Spellfire
Page 28
“Why not? ’Tis our turn, after years of listening to your fulminations,” Torm returned wickedly. A hush fell as the curious waited to see if he would forthwith become a frog.
Elminster merely chuckled. “True enough. My turn to listen and be entertained.”
Visibly disappointed that Torm had escaped frogdom, Florin and Lanseril refilled their flagons and strolled about the chamber.
Shandril frowned. “Is this converse not the way to do things?”
“Well,” Lanseril told a decanter, “Few have sense enough to talk beforehand. Most are in too much hurry to rush into battle—or trust secrets only with themselves.”
“Never think jaw-wagging’s bad or necessary,” Rathan agreed. “ ’Tis one of the most important things priests do.”
“Well said,” Torm put in. “Such talk’s as needed as the sword in an ordered life—and the deeds of kings. ’Twas the sage Mroon who defined the famous Circle of Diplomacy: ‘Why talk but to end the fighting? Why fight but to end the talking?’ ’Tis as true today as a thousand years ago.… Well, Old Mage? Did I remember, or did I not?”

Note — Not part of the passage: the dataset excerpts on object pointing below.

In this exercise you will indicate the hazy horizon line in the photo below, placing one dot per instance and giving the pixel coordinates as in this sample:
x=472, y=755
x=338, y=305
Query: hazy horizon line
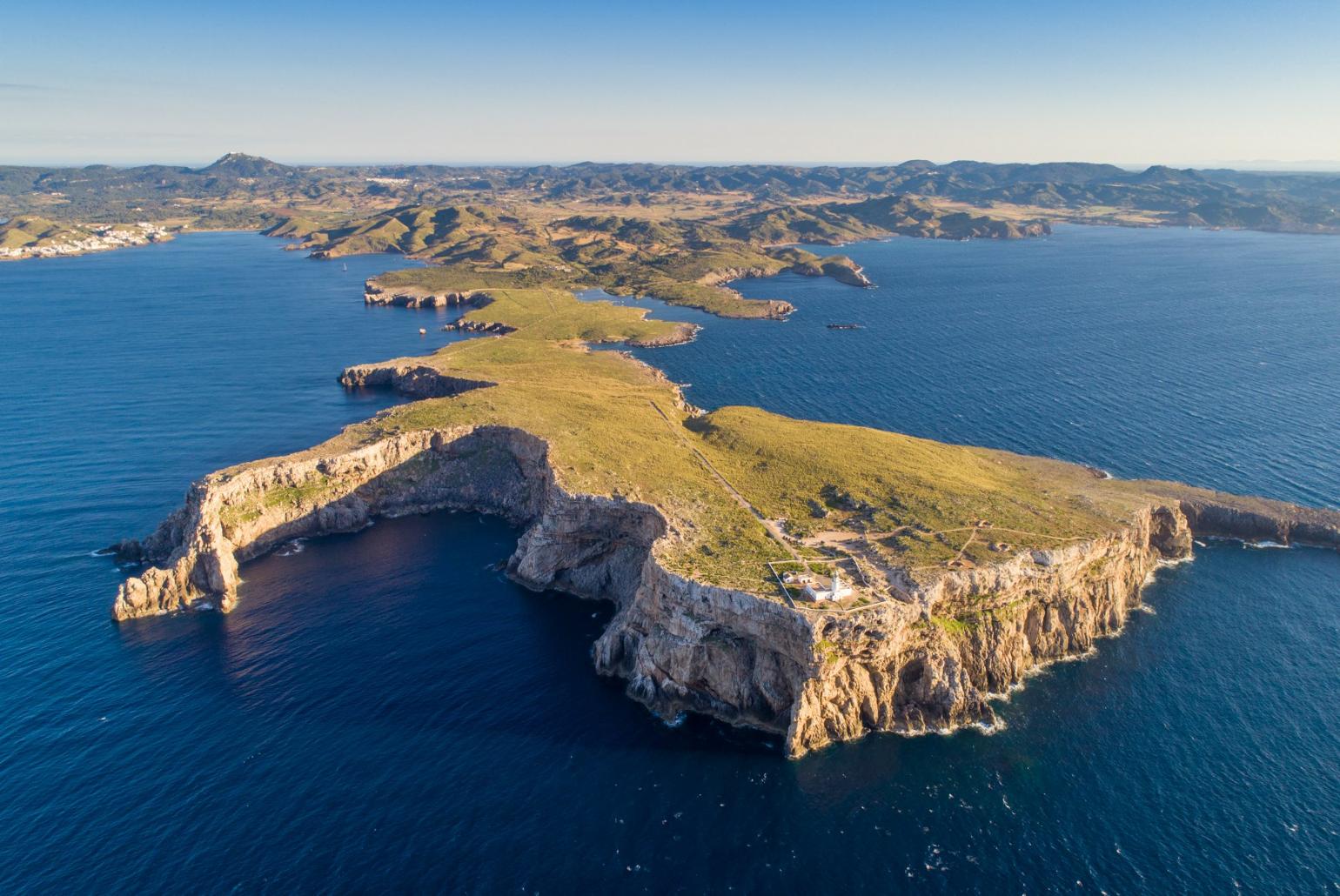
x=1296, y=166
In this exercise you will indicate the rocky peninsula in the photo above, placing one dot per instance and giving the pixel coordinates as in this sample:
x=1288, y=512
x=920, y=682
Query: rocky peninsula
x=968, y=567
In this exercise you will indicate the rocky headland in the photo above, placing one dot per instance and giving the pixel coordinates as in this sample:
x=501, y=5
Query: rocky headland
x=970, y=567
x=928, y=658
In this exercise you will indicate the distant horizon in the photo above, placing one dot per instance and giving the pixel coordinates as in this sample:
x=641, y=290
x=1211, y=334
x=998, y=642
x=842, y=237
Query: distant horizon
x=1196, y=84
x=1290, y=166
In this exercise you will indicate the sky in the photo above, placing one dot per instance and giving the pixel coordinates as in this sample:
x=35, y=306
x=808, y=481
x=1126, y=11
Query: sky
x=821, y=82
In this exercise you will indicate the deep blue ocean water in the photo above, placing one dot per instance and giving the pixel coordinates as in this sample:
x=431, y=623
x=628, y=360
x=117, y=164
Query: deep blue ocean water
x=384, y=712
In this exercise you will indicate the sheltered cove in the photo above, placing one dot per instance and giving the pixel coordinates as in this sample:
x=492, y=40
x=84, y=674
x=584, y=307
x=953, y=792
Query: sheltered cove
x=627, y=493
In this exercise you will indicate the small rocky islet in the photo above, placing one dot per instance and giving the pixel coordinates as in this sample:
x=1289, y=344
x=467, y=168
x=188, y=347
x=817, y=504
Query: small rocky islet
x=964, y=567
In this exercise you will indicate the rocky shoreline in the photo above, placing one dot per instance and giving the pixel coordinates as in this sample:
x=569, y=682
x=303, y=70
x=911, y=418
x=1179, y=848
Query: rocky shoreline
x=928, y=660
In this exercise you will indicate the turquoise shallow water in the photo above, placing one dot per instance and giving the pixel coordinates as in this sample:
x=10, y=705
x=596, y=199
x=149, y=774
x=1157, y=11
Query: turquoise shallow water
x=385, y=712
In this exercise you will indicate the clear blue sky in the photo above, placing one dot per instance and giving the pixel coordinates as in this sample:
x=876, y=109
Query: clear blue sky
x=697, y=82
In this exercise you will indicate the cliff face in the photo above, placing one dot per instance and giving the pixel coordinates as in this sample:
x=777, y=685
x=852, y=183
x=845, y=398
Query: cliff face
x=928, y=660
x=377, y=293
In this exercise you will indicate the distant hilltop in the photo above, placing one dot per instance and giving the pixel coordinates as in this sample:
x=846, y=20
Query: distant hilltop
x=241, y=191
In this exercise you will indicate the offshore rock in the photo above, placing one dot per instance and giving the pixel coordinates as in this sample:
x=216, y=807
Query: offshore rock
x=928, y=660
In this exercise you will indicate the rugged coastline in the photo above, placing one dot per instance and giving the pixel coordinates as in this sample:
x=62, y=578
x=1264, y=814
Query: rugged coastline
x=972, y=567
x=926, y=660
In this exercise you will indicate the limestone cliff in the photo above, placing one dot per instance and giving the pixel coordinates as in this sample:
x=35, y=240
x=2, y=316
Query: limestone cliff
x=926, y=660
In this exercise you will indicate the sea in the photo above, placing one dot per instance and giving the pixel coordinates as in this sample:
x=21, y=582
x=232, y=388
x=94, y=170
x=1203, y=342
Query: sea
x=385, y=712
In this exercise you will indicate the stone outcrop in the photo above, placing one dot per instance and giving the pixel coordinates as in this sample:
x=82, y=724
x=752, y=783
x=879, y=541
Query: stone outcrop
x=407, y=378
x=928, y=660
x=377, y=293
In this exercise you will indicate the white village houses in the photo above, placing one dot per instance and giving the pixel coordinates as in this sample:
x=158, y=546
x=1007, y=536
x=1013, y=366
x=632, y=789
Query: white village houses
x=816, y=587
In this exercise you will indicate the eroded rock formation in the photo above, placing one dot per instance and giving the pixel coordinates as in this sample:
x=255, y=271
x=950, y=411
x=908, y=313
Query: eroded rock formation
x=928, y=660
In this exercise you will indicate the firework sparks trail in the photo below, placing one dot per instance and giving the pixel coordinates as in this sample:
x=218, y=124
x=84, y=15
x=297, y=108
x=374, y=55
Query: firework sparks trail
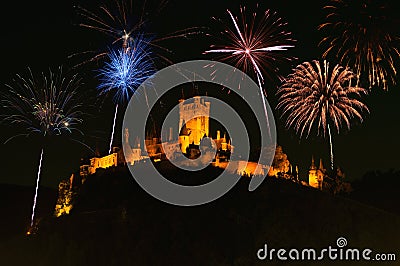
x=37, y=187
x=128, y=68
x=113, y=128
x=256, y=46
x=120, y=21
x=44, y=107
x=313, y=94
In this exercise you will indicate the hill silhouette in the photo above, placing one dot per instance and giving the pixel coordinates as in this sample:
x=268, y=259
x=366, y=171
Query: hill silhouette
x=115, y=222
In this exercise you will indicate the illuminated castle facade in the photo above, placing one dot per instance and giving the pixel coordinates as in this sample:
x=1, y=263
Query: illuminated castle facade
x=316, y=175
x=193, y=121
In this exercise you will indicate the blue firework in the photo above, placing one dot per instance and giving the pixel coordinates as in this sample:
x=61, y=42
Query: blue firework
x=127, y=69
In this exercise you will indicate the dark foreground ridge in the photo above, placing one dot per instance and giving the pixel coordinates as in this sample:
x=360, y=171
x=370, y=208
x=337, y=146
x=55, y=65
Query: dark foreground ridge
x=115, y=222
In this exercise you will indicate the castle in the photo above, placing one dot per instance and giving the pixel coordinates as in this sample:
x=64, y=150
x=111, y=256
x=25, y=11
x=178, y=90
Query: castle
x=192, y=131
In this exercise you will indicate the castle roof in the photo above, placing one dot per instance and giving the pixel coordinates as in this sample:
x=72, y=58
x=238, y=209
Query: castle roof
x=184, y=131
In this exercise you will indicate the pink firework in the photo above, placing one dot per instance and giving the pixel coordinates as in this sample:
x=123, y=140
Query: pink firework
x=256, y=46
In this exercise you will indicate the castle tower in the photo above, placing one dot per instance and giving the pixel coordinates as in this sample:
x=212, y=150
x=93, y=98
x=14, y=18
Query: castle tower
x=196, y=113
x=321, y=166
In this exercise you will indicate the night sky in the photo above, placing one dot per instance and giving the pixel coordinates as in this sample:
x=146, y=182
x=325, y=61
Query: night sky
x=43, y=34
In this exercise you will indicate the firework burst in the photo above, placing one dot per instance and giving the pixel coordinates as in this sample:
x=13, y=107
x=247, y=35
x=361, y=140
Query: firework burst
x=126, y=71
x=48, y=106
x=361, y=34
x=314, y=95
x=255, y=46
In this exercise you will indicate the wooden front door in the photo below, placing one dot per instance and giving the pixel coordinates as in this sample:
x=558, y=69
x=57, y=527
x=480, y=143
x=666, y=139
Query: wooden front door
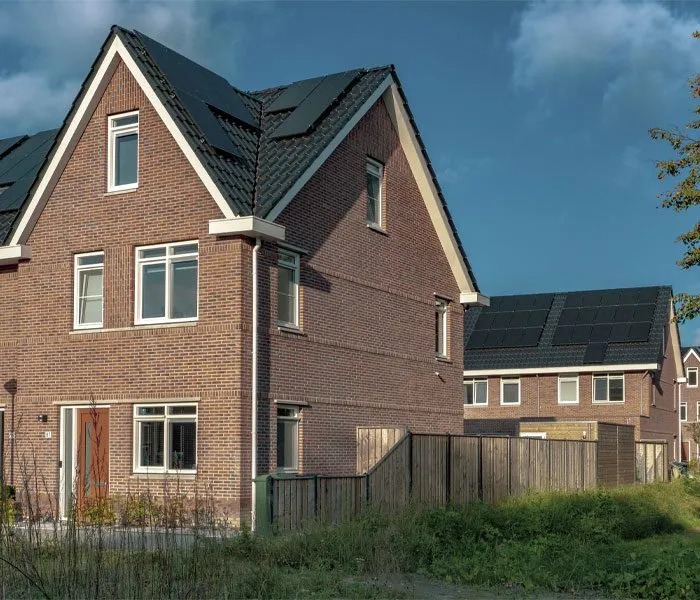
x=93, y=456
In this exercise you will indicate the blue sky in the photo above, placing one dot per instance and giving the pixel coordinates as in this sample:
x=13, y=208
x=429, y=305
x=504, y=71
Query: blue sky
x=535, y=115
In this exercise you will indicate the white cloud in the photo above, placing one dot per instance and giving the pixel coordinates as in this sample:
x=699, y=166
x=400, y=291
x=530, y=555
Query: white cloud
x=638, y=56
x=47, y=47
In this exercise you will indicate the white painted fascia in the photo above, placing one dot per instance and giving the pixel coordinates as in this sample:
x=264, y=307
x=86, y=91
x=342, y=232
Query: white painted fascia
x=688, y=354
x=79, y=120
x=421, y=173
x=551, y=370
x=474, y=299
x=11, y=255
x=250, y=226
x=329, y=149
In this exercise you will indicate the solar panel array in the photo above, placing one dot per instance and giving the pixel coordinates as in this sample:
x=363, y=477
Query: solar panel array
x=311, y=99
x=511, y=322
x=201, y=90
x=606, y=317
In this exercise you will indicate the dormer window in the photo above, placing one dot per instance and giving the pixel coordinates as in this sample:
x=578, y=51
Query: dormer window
x=123, y=157
x=375, y=172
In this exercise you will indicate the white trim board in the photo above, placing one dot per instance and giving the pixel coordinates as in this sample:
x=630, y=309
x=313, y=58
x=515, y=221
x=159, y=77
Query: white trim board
x=77, y=124
x=550, y=370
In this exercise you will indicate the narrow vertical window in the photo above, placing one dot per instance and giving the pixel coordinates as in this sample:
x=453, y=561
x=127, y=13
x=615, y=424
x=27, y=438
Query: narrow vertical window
x=288, y=289
x=167, y=283
x=441, y=328
x=88, y=291
x=123, y=152
x=288, y=439
x=375, y=172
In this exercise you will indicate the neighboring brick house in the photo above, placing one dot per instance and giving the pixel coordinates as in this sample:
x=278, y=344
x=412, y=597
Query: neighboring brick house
x=690, y=402
x=605, y=355
x=189, y=250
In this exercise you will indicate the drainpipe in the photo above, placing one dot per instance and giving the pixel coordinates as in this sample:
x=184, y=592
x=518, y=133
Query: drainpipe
x=254, y=389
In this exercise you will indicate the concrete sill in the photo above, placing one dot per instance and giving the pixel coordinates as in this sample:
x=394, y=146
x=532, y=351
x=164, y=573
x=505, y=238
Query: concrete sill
x=377, y=228
x=134, y=328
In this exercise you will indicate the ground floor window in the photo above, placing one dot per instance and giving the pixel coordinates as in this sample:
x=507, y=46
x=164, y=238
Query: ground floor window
x=288, y=438
x=165, y=438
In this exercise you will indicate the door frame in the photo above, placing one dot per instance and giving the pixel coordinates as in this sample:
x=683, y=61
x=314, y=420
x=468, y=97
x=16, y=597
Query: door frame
x=74, y=451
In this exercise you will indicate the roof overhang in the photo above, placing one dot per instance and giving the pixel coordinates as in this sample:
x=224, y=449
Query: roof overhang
x=474, y=299
x=11, y=255
x=253, y=227
x=83, y=108
x=567, y=369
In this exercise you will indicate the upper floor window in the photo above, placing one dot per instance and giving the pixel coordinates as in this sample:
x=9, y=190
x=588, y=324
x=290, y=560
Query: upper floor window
x=441, y=327
x=476, y=392
x=165, y=438
x=88, y=292
x=288, y=289
x=510, y=390
x=123, y=153
x=375, y=172
x=167, y=283
x=608, y=388
x=568, y=389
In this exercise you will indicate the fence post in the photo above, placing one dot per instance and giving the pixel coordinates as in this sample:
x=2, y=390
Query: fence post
x=481, y=468
x=448, y=470
x=410, y=465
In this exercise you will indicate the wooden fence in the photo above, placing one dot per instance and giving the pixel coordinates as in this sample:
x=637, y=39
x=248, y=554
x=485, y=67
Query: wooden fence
x=435, y=470
x=651, y=462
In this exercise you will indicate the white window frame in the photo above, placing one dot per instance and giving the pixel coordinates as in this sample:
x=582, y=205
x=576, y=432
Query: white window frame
x=510, y=380
x=77, y=270
x=473, y=382
x=294, y=264
x=375, y=168
x=442, y=307
x=295, y=418
x=114, y=133
x=166, y=418
x=609, y=376
x=168, y=259
x=567, y=379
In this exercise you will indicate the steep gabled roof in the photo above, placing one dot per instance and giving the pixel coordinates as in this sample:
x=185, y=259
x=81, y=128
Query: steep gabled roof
x=21, y=159
x=622, y=326
x=253, y=150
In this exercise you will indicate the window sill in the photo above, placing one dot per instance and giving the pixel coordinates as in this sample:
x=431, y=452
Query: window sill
x=292, y=330
x=119, y=192
x=161, y=476
x=134, y=327
x=377, y=228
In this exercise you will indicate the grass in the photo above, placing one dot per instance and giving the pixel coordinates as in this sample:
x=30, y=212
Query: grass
x=636, y=542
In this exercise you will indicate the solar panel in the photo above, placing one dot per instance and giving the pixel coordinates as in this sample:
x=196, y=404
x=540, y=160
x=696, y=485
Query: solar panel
x=294, y=95
x=595, y=353
x=315, y=105
x=8, y=144
x=207, y=123
x=187, y=76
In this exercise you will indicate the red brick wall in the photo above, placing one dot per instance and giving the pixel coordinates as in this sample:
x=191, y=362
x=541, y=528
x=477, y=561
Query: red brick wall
x=691, y=396
x=365, y=355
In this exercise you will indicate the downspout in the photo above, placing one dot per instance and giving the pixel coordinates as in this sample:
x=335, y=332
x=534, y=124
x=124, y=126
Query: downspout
x=254, y=390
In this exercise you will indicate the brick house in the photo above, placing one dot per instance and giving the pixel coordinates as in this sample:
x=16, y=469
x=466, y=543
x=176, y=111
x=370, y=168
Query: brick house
x=188, y=251
x=690, y=402
x=563, y=360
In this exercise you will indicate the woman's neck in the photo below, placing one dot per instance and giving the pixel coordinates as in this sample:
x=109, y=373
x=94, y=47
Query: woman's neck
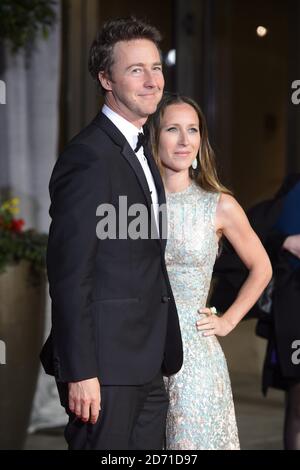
x=176, y=182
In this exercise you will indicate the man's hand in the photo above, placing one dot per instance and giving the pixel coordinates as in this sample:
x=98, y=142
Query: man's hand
x=292, y=244
x=85, y=399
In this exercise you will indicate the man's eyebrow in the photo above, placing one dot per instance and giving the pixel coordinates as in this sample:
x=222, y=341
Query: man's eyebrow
x=141, y=64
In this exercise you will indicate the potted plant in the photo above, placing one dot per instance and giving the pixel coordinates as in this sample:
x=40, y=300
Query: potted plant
x=22, y=304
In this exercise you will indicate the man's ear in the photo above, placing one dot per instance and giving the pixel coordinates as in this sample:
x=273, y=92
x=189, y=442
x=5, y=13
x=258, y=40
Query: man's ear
x=105, y=80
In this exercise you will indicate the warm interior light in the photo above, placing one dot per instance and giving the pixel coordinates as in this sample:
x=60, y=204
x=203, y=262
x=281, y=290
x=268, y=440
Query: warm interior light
x=261, y=31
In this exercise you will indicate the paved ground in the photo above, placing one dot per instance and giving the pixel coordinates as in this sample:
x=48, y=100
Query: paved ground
x=260, y=419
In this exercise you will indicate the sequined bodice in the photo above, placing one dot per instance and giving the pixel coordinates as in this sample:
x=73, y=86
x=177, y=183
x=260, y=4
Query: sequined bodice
x=201, y=412
x=192, y=243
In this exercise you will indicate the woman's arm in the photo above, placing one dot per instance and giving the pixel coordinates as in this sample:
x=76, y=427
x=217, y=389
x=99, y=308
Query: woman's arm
x=292, y=244
x=232, y=222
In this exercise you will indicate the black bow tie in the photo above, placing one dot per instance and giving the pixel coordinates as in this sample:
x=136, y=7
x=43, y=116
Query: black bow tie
x=140, y=142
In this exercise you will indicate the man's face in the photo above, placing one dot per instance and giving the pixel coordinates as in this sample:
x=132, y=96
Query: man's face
x=136, y=84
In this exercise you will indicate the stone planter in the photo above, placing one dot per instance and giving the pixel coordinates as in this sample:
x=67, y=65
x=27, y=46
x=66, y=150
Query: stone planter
x=22, y=305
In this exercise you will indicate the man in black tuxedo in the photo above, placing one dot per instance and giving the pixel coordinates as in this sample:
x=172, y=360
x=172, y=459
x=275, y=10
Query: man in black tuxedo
x=115, y=329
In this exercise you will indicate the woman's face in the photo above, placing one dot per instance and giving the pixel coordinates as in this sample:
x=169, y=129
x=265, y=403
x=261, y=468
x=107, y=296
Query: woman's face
x=179, y=138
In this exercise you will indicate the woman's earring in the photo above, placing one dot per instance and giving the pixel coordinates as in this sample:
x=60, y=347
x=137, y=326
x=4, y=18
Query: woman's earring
x=195, y=162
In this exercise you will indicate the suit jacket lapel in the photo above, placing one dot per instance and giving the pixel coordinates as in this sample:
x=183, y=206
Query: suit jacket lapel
x=109, y=128
x=163, y=222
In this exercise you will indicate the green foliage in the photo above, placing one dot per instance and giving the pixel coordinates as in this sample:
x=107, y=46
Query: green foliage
x=21, y=21
x=17, y=244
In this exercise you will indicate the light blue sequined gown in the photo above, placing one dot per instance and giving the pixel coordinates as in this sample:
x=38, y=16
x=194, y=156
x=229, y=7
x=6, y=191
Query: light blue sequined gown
x=201, y=412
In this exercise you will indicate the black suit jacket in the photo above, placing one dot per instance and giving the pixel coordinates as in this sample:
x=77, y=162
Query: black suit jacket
x=113, y=312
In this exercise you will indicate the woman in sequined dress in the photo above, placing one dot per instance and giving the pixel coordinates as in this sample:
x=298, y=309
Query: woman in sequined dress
x=200, y=211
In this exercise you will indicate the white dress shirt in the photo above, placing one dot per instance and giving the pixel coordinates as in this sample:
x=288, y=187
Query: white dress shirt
x=130, y=132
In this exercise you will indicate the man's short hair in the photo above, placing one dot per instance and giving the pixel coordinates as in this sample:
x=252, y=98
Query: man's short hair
x=122, y=29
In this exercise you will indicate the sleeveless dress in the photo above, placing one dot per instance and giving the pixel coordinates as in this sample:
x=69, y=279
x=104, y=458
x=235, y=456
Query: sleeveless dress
x=201, y=411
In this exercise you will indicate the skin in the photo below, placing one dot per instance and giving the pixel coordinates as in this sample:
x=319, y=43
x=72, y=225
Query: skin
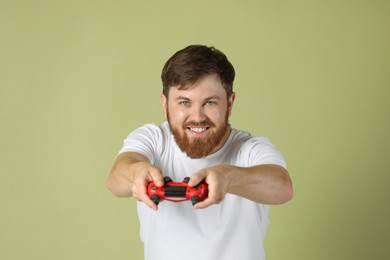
x=267, y=184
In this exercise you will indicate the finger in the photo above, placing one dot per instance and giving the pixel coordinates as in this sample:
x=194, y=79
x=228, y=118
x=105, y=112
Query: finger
x=203, y=204
x=197, y=178
x=140, y=193
x=150, y=203
x=157, y=177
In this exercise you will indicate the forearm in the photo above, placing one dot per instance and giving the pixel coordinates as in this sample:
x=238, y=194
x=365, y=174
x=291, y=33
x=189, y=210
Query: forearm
x=267, y=184
x=121, y=178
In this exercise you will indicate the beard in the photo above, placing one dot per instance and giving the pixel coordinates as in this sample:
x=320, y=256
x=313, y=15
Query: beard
x=199, y=147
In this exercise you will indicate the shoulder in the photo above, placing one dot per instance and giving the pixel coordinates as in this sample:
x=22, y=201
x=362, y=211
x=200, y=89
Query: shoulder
x=150, y=130
x=256, y=149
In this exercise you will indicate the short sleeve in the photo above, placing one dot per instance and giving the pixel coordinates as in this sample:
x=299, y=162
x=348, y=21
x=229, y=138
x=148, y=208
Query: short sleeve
x=146, y=140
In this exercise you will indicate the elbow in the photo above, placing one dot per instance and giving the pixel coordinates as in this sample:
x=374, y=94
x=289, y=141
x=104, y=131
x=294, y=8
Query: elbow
x=287, y=192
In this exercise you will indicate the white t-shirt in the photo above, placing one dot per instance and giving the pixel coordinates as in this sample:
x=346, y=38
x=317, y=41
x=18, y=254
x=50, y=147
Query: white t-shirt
x=231, y=230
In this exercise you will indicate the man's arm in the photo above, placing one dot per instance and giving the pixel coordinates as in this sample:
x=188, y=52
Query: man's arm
x=130, y=174
x=267, y=184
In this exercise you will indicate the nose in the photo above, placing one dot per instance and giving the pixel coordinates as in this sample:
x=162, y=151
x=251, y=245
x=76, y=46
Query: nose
x=198, y=114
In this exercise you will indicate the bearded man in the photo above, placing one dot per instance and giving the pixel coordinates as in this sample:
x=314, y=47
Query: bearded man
x=245, y=174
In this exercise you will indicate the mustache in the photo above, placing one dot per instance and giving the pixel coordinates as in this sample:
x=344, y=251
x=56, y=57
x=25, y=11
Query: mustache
x=204, y=123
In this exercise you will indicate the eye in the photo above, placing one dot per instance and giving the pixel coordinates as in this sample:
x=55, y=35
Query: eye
x=185, y=103
x=210, y=102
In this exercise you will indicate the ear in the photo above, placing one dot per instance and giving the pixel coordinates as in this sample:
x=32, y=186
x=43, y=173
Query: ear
x=164, y=105
x=231, y=102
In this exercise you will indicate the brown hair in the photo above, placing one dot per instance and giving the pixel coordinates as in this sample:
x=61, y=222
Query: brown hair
x=194, y=62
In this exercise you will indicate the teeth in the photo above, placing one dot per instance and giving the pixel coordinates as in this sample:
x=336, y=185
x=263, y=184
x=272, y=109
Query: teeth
x=198, y=130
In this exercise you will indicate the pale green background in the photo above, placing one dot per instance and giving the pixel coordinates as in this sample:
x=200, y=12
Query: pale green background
x=78, y=76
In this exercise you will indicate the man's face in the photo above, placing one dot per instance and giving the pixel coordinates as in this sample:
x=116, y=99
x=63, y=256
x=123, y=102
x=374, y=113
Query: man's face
x=198, y=116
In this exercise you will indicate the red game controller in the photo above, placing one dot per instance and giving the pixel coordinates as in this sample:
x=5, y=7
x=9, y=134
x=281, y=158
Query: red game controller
x=177, y=191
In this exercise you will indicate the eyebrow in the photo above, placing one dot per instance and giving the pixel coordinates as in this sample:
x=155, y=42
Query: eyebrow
x=187, y=99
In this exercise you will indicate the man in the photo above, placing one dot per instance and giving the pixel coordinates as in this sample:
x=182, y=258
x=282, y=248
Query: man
x=244, y=173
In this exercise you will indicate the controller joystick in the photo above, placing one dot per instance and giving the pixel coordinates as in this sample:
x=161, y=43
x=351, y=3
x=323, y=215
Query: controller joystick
x=177, y=191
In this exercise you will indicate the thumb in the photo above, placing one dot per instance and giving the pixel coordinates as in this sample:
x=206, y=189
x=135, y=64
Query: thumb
x=197, y=178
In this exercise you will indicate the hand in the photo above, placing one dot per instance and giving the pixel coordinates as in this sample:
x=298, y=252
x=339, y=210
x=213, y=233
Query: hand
x=218, y=180
x=144, y=173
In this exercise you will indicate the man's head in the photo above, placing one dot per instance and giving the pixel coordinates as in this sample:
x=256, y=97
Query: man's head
x=197, y=99
x=194, y=62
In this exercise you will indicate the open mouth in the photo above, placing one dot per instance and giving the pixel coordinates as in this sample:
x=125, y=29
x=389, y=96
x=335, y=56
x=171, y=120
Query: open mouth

“Ye did … perhaps the first thing I’ve told thee ye have managed to recall rightly,” Elminster said severely. “But enough banter. It helps not these good people to decide, and grants them but weariness and lost time!”
“Aye,” Florin agreed. “We should unfold the Realms to you so you can choose your best route.”
“Danger, ye’ll find,” Elminster out in dryly, “lies on every hand. We’ll tongue-tour now, but also make thee a map on soft hide. Were I ye, I’d seek Silverymoon or Neverwinter or the Moonshaes. Ye must, I think, leave these lands about the Sea of Fallen Stars, at least for a time. The South is no hiding place for thee. Go west, and find fortune.”
Jhessail nodded. “Whatever you choose, do so quickly and quietly. Those who’d slay you are looking for you.”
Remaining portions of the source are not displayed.